Results showed that vignettes were very effective in inducing the desired emotions. Participants who were induced to feel both gratitude and indebtedness had higher levels of relationship proximity and direct reciprocity compared to participants who received only gratitude or only indebtedness inductions.
Participants who were induced to think about benefits from God reported a higher desire to repay the gift received (transcendent indebtedness), but not a higher feeling of being obliged to repay the gift (transactional indebtedness). They also felt closer to others.
However, they did not write more encouragement letters to children (prosocial behavior, diffuse reciprocity). Participants with higher levels of secure attachment to God were found to be more likely to engage in prosocial behaviors when they were induced to feel gratitude and/or indebtedness to God. This effect was found when writing letters (they wrote longer letters), but not with regards to the monetary donation.
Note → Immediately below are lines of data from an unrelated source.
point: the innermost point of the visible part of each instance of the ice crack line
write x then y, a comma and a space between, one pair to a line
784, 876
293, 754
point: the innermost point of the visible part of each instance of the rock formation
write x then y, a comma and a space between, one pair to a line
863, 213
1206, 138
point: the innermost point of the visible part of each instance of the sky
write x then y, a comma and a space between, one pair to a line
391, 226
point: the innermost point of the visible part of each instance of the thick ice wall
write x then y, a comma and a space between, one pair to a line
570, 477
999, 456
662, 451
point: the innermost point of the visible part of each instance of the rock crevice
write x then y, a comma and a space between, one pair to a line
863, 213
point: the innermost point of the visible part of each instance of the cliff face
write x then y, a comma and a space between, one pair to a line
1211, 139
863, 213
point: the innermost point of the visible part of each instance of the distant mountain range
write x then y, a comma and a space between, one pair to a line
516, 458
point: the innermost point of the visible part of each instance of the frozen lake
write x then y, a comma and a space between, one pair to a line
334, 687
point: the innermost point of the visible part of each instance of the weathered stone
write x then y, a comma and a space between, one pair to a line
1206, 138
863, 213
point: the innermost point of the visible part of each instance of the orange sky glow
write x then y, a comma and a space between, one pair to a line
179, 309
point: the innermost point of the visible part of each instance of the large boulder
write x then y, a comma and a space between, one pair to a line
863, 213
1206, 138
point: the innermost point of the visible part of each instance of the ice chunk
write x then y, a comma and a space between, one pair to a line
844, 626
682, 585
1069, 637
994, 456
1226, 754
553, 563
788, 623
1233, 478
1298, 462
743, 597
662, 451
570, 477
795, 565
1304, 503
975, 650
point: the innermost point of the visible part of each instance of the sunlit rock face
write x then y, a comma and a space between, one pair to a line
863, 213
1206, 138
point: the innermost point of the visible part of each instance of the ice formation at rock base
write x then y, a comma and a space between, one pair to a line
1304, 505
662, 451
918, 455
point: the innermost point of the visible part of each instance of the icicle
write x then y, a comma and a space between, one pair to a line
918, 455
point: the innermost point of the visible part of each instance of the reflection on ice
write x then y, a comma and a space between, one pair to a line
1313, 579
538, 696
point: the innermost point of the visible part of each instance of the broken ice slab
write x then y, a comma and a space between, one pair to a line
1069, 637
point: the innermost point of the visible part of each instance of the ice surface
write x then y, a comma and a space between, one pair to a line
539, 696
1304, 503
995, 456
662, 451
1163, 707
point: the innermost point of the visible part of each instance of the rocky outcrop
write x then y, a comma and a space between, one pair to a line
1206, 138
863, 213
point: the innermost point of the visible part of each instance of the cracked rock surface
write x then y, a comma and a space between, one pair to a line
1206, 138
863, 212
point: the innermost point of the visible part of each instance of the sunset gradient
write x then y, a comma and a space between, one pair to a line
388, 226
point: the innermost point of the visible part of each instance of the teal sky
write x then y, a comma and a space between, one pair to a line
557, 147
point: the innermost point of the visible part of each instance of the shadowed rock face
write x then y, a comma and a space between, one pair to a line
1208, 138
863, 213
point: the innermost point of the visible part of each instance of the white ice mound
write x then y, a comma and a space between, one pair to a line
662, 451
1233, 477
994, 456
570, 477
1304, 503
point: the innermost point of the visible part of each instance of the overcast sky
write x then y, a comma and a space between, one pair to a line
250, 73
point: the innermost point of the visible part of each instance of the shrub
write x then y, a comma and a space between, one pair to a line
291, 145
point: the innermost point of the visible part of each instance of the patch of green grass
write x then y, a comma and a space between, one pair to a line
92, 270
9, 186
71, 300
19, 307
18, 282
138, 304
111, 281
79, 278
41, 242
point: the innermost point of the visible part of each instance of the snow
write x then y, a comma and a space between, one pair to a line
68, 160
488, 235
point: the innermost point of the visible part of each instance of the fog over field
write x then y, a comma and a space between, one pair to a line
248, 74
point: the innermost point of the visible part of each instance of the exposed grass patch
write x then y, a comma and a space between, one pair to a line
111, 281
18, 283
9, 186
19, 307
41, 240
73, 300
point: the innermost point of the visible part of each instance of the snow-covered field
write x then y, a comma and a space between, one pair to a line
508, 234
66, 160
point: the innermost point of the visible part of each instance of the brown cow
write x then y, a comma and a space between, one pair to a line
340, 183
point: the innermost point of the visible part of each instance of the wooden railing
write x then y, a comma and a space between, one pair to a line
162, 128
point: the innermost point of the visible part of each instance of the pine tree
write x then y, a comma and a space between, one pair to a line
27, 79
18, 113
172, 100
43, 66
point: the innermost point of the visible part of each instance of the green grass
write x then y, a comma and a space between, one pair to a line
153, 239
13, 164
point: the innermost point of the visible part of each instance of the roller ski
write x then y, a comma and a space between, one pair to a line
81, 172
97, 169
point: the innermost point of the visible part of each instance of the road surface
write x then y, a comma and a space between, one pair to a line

“Our results indicate that indebtedness is not inherently good or bad, as has previously been suggested. Rather, indebtedness can be either transactional or transcendent, depending on the four factors outlined in prior work. Further, gratitude paired with indebtedness promoted the best prosocial and relationship outcomes,” the study authors conclude.
The study makes an important contribution to the scientific understanding of prosocial behaviors. However, authors note that all of their participants were from the U.S. and that results on other cultures might not be the same. They also note that the quality of state assessments used was limited.
The paper, “Returning thanks to God and others: prosocial consequences of transcendent indebtedness”, was authored by Jenae M. Nelson, Sam A. Hardy, Dianne Tice, and Sarah A. Schnitker.